"The imperialist war revealed only too clearly that the labour bureaucracy and the labour aristocracy had in the preceding period of capitalist development succeeded in passing through a profound petty bourgeois degeneration, in the sense of a vital exhaustion of all their mental reserves. But the petty bourgeoisie preserves the semblance of independence until the first clash. With one blow the war lay bare and strengthened the political dependence of the petty bourgeoisie on the great and greater bourgeoisie. Social imperialism was one form of that dependence within the Labour Movement." Leon Trotsky, "Prospects," Where Is Britain Going, (London: The Communist Party of Great Britain, 1926), p. 158-9. [MC5 adds: The above quote from Trotsky before he completely quit the revolution is correct and if we substitute "Iraq War" for the World War I to which he was referring, nothing has changed. Before the war, the English people pretended independence, but once it started, the polls showed they swung around to support.

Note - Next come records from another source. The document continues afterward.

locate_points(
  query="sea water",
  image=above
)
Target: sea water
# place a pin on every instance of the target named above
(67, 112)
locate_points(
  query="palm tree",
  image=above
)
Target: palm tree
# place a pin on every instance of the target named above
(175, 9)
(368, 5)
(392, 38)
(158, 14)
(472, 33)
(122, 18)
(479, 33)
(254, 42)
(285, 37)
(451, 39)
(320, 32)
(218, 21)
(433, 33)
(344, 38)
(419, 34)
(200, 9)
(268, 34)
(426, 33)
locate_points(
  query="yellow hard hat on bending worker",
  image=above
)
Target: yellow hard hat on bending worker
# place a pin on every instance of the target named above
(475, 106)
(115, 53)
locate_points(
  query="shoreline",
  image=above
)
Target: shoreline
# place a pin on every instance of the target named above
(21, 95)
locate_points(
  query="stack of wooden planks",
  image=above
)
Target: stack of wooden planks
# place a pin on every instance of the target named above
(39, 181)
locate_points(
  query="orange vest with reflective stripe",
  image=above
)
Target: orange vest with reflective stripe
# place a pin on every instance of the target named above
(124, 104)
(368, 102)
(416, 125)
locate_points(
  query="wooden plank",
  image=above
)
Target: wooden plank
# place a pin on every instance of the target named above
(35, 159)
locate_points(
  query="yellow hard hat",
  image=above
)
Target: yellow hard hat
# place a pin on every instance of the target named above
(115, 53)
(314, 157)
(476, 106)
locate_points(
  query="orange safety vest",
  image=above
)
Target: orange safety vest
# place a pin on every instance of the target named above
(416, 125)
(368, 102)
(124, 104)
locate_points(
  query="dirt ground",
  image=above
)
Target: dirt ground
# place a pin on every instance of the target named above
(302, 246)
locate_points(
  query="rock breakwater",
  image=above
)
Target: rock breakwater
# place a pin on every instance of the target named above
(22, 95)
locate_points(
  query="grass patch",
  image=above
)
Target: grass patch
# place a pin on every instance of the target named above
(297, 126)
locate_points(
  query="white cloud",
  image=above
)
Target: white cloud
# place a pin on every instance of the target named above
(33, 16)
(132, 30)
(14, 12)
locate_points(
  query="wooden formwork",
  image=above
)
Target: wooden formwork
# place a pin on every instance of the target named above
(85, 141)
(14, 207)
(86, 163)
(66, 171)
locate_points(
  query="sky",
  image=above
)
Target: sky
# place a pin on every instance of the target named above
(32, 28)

In any case, though there were only 36,000 troops left in England, no one dared strike a real blow against the Iraq War, because everyone knew the petty-bourgeoisie predominated.

The above quote is also remarkable for distinguishing the labor aristocracy and labor bureaucracy and referring to both as petty-bourgeois. He did so again in subsequent pages. Today, the Trotskyists tend to focus all their fire on the labor bureaucracy in order to let the much more numerous exploiters of the labor aristocracy off the hook.]